In Wellfleet, we swam in crystal-clear spring-fed ponds and learned to body surf in the steel-blue Atlantic on the outer beaches. At night, warmed by a bonfire, we huddled at the bay beneath blankets and the Milky Way, singing songs until the flames faded into glowing embers and our parents prodded us back to our pine-paneled cottages and into bed.

The next morning, we would get up and do it all over again.

This may sound like an idyllic reminiscence of childhood (and it is), but the special thing about Wellfleet is that much remains the same. Thanks to the creation of the Cape Cod National Seashore in 1961, over 60 percent of the beaches and woodlands remain undeveloped. Sure, the beaches are more crowded, and the penny candy store burned down, never to be rebuilt. And though the square dance has relocated from town to the pier, it still goes on like clockwork every Wednesday evening at 6:30.
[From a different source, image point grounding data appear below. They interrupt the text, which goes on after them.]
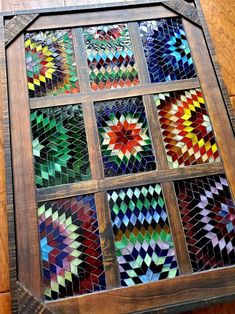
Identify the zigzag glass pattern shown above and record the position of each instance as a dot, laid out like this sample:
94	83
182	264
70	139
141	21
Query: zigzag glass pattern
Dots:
186	129
143	241
124	137
208	215
110	56
70	247
50	63
59	146
166	50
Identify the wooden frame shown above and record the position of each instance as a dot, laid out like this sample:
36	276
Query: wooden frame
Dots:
175	293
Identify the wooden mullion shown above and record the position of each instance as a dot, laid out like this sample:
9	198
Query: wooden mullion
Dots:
177	228
150	177
107	16
81	58
29	267
214	101
143	89
97	171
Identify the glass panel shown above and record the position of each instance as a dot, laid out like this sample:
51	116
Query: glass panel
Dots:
50	63
59	146
124	137
186	129
110	56
208	215
166	50
144	246
70	247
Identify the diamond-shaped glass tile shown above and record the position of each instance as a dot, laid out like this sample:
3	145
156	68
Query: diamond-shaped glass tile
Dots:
166	50
124	137
186	129
144	246
110	56
50	63
71	256
59	146
208	215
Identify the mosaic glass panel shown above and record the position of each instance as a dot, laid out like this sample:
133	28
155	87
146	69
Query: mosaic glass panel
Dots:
166	50
143	241
110	56
124	137
208	215
50	63
186	129
70	247
59	146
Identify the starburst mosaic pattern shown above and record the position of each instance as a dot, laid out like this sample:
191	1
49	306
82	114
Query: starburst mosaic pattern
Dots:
59	146
186	128
143	241
70	247
110	56
166	50
50	63
124	138
208	215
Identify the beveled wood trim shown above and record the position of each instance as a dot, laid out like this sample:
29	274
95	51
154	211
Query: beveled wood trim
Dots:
23	171
214	101
105	17
184	9
107	241
28	304
150	177
177	230
176	292
108	94
17	25
210	46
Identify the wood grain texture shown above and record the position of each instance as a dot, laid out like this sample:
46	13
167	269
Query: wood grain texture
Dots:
5	303
4	262
23	171
220	17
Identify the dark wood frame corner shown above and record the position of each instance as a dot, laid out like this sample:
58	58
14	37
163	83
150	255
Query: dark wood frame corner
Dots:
185	292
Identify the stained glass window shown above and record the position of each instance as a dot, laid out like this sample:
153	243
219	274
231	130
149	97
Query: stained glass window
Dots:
70	247
166	50
208	215
50	63
110	56
143	241
59	146
124	137
186	129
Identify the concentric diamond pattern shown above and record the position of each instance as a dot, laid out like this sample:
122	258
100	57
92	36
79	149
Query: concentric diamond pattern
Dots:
50	62
125	142
70	247
186	128
208	215
143	241
166	50
59	146
110	56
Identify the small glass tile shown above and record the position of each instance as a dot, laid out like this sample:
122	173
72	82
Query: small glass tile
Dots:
186	129
71	256
59	146
166	50
144	246
50	63
124	137
110	56
208	215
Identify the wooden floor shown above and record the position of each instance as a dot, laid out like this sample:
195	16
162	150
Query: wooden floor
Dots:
220	16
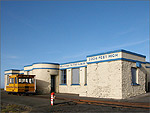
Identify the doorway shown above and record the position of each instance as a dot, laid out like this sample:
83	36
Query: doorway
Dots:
53	83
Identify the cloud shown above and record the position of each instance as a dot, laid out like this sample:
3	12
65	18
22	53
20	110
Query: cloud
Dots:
12	57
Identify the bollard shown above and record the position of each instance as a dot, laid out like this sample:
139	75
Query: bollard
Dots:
52	98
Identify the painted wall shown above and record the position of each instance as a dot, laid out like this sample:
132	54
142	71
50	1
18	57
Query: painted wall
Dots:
43	74
129	90
108	75
76	89
105	80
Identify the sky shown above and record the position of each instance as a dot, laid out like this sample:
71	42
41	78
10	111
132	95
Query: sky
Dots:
65	31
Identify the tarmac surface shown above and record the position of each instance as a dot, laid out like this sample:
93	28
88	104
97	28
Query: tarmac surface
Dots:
74	103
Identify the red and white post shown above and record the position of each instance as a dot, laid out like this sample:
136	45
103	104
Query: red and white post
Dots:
52	98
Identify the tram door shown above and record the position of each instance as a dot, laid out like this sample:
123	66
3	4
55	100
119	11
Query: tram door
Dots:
53	83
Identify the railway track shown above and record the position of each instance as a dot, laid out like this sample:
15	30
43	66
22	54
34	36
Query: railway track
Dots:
145	106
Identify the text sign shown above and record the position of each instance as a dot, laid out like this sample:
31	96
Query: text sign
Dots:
77	64
104	57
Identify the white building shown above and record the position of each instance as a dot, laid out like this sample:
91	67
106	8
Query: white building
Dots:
116	74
Even the architecture is much the same, especially in the historic center and along the harbor on Mayo Beach where cottages have been lovingly restored. On Main Street, the 19th-century Congregational and Methodist churches sit almost side by side, their white clapboard exteriors reflecting the bright Cape light. The bell at the Congregational church still rings “ship’s time’’ at half-hour intervals, a system I proudly mastered as a child, and still recall.

And so, every summer, I pack my bathing suit and my memories and return to old Cape Cod. My cousins come, too, traveling from far-flung states for a week or two of bliss with their children, and sometimes their grandchildren in tow.

I try to be in Wellfleet for July Fourth. Each year, children from the elementary school choose a theme for the parade. Local businesses, including restaurants, the library, the historic society, the fish market, and the fire and police departments, decorate floats and strut their stuff.

Folks arrive early to claim a spot along the parade route, sometimes setting up folding chairs, or perching on grassy hillsides or lawns to enjoy the pre-parade of antique cars. When the fire engines sound their horns the real festivities begin. Costumed revelers on floats toss candy and beads to the flag-waving crowds. Each year Paul Suggs, a local artist, dons waterproof yellow overalls and wheels an enormous flag-bedecked sculpture of a steamer clam through the streets, in homage to an old timer, Joe Francis, who owned the now defunct Lobster Hut, and paraded this very bivalve long ago.

Another must-do on the calendar is a trip to the drive-in movie theater. Though the sound system has greatly improved, there remains the thrill of parking on the still-warm blacktop with a bucket of popcorn, and gazing to where the giant screen obliterates the stars. The youngest kids wear their pajamas and fall asleep before the second feature, while the older ones gallop to the playground and snack bar at intermission.

The gift of visiting Wellfleet, for me and my family, is the remarkable opportunity to relive our childhoods as new generations learn to square dance, eat oysters, and croon “There’s a Hole in the Bucket’’ while toasting marshmallows at a bonfire on the beach. It’s our own personal time warp. And yet, we can’t deny that we’re growing older, becoming the ages our parents were when they brought us here. As we gather to sing, I hear those voices - long gone - reverberate across time, mingling with the high, sweet notes of my great-nieces and -nephews.

If you visit, you will make memories, too.